Objective: Service members are frequently diagnosed with comorbid mild traumatic brain injury (mTBI) and posttraumatic stress disorder after returning from Afghanistan and Iraq. Little is known about how mTBI in the postacute and chronic phases combined with current posttraumatic stress disorder symptoms (PTS) affects performance on the Automated Neuropsychological Assessment Metrics, Version 4, Traumatic Brain Injury-Military (ANAM4) battery used by the US military. We examined postdeployment ANAM4 performance using conventional statistical methods, as well as rates of poor performance, below established cutoffs (<10th and <=2nd percentile).

 

Methods: A total of 868 soldiers were assessed for history of mTBI during the most recent deployment, as well as, lifetime mTBI, current PTS, and current pain-related symptoms.

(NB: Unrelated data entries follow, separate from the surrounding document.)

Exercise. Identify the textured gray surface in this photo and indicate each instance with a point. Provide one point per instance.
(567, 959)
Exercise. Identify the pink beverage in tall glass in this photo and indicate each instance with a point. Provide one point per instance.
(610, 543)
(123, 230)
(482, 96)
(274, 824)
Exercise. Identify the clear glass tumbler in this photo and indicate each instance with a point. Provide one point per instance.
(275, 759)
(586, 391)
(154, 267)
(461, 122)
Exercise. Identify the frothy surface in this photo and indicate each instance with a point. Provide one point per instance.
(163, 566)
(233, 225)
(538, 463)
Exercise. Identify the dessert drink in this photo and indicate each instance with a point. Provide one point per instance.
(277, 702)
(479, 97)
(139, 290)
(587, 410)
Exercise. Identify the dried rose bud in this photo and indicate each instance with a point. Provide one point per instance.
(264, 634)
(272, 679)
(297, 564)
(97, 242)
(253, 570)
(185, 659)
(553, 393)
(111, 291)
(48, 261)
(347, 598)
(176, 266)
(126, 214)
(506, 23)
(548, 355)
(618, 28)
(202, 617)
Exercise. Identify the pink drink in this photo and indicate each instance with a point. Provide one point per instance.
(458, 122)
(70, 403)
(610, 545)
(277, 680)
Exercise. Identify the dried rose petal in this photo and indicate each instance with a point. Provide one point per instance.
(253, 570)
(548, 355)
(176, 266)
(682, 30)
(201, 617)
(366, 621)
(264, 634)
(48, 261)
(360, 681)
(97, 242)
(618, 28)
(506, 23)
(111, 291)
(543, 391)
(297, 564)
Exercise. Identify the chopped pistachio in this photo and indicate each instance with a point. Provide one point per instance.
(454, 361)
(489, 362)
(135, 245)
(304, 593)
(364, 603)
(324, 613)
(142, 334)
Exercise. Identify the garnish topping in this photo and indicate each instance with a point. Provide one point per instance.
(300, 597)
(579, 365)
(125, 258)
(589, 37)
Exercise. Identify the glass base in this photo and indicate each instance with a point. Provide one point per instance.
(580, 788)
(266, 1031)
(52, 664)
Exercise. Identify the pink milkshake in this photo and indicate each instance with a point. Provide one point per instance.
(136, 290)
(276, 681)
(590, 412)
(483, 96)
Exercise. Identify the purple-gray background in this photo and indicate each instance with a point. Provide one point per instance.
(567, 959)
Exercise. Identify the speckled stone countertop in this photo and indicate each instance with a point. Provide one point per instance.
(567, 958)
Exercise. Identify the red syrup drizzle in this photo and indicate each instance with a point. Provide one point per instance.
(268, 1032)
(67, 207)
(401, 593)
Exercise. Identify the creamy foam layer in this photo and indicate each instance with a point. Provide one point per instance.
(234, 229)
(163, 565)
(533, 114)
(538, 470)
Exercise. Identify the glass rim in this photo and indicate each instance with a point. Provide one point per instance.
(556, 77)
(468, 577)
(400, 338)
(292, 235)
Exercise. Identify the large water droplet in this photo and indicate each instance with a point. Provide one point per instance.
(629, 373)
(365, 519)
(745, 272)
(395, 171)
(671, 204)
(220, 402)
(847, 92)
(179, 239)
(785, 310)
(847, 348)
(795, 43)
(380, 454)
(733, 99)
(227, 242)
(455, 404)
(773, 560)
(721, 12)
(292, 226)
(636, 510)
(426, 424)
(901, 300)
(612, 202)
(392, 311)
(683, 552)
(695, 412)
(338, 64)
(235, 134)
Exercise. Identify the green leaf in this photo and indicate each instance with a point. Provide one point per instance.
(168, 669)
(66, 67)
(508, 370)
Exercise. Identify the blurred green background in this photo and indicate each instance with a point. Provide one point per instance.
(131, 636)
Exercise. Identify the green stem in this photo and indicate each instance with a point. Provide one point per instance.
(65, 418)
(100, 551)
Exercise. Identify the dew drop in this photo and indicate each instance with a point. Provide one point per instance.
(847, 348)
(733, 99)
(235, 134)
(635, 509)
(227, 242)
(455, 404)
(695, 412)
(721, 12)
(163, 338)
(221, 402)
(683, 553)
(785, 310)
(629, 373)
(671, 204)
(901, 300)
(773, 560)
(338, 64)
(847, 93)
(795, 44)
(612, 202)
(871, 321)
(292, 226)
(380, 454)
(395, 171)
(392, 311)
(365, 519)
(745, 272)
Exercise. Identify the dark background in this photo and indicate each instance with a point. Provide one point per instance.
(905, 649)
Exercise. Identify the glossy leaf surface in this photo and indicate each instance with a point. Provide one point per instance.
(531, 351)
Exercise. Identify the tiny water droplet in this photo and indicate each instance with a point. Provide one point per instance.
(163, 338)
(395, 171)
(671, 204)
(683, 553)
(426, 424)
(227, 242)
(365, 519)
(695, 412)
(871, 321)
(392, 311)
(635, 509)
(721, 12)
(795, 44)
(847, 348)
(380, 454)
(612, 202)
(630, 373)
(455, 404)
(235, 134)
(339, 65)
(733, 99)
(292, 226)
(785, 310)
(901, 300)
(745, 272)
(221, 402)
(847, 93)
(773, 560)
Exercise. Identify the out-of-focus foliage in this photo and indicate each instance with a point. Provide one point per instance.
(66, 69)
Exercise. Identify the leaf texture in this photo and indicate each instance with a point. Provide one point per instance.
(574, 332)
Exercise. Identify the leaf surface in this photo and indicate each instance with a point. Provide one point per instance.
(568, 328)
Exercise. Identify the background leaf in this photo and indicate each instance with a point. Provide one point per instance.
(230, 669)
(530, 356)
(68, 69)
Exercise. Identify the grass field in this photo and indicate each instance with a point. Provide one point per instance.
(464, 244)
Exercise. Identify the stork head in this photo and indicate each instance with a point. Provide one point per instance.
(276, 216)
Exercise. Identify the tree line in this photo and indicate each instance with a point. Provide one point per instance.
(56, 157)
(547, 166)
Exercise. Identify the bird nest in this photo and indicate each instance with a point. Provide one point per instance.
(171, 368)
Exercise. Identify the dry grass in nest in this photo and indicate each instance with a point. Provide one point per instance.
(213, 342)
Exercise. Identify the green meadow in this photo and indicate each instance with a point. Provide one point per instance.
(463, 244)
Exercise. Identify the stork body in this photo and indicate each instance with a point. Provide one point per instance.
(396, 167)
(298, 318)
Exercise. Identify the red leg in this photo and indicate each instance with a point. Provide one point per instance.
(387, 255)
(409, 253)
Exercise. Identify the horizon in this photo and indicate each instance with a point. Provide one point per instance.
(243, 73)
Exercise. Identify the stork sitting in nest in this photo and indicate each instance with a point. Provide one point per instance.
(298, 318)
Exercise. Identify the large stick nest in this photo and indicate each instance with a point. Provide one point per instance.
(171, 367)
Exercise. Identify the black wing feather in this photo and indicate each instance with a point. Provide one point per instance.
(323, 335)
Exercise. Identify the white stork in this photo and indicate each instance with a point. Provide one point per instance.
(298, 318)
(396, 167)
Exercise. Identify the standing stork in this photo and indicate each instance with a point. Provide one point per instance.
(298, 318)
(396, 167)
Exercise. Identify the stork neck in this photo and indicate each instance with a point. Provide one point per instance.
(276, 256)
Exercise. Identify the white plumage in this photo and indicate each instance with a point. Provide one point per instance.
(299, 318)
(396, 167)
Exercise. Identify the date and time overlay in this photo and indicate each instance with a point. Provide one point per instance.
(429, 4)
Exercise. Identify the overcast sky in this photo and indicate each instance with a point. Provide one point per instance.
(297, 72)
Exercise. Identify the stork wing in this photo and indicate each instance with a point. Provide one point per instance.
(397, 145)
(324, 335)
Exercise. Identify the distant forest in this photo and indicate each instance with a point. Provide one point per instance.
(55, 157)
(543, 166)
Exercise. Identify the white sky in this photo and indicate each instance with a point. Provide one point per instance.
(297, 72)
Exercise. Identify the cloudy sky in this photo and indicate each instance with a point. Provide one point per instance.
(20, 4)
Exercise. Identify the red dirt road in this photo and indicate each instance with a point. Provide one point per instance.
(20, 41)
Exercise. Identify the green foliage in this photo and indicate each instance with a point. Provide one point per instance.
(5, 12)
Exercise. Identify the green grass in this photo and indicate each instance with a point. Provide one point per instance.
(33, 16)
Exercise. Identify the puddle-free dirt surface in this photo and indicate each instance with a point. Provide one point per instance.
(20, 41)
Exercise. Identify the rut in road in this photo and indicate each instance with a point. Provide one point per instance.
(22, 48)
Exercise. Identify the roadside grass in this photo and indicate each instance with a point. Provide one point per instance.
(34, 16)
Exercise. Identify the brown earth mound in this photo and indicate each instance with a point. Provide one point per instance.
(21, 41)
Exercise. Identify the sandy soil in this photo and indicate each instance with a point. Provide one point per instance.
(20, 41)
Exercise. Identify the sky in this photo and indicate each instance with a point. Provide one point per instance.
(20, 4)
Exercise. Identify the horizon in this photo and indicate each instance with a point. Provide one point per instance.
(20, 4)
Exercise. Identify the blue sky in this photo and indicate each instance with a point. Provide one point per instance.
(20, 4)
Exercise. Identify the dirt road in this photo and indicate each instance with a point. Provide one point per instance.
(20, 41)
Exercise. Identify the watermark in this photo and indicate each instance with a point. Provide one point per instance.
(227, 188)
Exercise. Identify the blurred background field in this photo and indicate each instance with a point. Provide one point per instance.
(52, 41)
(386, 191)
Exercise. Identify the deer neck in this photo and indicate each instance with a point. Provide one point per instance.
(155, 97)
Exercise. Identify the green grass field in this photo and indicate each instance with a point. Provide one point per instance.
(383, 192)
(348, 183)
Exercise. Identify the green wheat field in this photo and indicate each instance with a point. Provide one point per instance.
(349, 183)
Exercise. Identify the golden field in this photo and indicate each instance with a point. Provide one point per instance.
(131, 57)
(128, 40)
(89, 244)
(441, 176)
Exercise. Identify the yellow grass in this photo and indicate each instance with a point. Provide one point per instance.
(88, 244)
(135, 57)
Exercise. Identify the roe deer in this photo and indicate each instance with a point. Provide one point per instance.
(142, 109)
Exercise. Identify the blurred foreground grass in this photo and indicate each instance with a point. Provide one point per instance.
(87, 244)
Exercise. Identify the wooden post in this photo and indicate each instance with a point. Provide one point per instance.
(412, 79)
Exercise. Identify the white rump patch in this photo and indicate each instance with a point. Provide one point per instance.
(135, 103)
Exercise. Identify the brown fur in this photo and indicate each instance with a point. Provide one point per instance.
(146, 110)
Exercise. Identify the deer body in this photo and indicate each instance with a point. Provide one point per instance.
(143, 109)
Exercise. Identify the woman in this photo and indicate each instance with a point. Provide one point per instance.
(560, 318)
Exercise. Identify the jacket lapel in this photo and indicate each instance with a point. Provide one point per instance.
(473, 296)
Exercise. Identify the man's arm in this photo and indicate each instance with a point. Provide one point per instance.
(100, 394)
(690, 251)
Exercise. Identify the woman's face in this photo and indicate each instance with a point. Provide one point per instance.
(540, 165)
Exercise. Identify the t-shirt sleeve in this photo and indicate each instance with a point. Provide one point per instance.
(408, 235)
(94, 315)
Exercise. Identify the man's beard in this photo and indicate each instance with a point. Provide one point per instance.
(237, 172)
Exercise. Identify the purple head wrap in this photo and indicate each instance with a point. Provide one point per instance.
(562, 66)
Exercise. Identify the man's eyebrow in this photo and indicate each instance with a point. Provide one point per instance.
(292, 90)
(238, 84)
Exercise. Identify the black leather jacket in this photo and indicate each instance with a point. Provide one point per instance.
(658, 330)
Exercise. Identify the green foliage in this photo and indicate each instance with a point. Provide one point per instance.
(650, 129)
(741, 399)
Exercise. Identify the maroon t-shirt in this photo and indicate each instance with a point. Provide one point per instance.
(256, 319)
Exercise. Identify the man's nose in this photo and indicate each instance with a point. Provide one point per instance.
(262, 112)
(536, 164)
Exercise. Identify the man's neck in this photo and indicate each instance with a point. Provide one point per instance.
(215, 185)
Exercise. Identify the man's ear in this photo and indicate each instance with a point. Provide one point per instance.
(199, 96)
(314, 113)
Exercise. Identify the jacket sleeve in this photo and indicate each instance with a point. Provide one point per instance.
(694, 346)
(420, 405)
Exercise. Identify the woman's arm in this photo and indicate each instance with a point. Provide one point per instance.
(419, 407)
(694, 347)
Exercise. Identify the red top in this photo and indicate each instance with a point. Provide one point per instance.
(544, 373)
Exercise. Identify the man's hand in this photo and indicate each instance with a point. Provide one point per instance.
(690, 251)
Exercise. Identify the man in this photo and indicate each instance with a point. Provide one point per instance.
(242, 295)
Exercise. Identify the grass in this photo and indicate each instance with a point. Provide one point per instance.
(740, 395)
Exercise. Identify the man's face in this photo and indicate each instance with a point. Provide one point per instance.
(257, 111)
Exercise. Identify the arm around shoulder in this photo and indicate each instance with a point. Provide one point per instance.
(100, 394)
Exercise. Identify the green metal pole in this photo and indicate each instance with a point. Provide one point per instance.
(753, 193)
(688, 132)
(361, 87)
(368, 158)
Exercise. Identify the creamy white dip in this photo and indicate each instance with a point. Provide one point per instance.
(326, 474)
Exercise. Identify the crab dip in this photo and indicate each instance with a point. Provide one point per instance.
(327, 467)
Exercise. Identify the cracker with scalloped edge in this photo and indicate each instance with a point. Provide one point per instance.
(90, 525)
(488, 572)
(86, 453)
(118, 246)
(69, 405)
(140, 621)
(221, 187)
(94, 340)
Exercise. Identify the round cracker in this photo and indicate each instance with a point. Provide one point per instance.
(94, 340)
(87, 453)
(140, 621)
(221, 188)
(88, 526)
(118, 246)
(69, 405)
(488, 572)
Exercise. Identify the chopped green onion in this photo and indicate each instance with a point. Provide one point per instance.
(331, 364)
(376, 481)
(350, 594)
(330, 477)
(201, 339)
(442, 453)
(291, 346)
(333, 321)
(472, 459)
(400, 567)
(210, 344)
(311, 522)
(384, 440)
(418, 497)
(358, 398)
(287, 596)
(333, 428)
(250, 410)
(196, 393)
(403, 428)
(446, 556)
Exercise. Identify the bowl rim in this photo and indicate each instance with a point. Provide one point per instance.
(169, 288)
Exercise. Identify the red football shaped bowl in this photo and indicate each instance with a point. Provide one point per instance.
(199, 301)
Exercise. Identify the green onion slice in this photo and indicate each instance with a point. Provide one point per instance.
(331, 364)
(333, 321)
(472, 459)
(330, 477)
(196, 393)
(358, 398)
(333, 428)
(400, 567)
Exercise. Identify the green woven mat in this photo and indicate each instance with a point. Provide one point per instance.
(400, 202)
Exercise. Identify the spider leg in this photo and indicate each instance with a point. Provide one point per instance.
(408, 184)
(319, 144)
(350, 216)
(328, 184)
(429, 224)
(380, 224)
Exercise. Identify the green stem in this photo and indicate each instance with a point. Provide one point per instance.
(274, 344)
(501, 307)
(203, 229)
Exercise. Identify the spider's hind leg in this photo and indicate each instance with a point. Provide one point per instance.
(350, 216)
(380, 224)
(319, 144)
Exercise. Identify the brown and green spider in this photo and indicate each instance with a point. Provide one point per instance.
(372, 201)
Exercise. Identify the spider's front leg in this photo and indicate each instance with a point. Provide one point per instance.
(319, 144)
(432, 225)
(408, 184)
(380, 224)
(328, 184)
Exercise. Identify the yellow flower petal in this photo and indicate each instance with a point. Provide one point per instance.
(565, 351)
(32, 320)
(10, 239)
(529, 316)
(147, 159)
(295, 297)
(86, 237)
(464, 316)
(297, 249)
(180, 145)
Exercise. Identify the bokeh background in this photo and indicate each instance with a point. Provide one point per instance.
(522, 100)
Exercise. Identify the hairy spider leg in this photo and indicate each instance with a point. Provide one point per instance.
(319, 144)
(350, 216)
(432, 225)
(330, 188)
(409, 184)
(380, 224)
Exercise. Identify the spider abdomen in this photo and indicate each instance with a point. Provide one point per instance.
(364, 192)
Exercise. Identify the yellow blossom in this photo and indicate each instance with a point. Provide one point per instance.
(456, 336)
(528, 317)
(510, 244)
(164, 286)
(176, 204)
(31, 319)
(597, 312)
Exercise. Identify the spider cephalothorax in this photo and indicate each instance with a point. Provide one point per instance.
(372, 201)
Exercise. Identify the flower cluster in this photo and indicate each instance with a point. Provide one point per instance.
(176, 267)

The ANAM4 was also administered.

 

Results: Soldiers with PTS and/or mTBI performed worse on ANAM4 relative to controls with those with both conditions performing worst. However, a nontrivial minority (~10%-30%) of individuals with mTBI, PTS, or both had scores that were at or below the second percentile.

 

Conclusion: Our results illustrate that a combination of mTBI and PTS is associated with worse ANAM4 performance than either condition alone. Furthermore, only a minority of soldiers with any, or both, of the conditions had ANAM deficits. The long-lasting impacts and unique contribution of each condition have yet to be determined.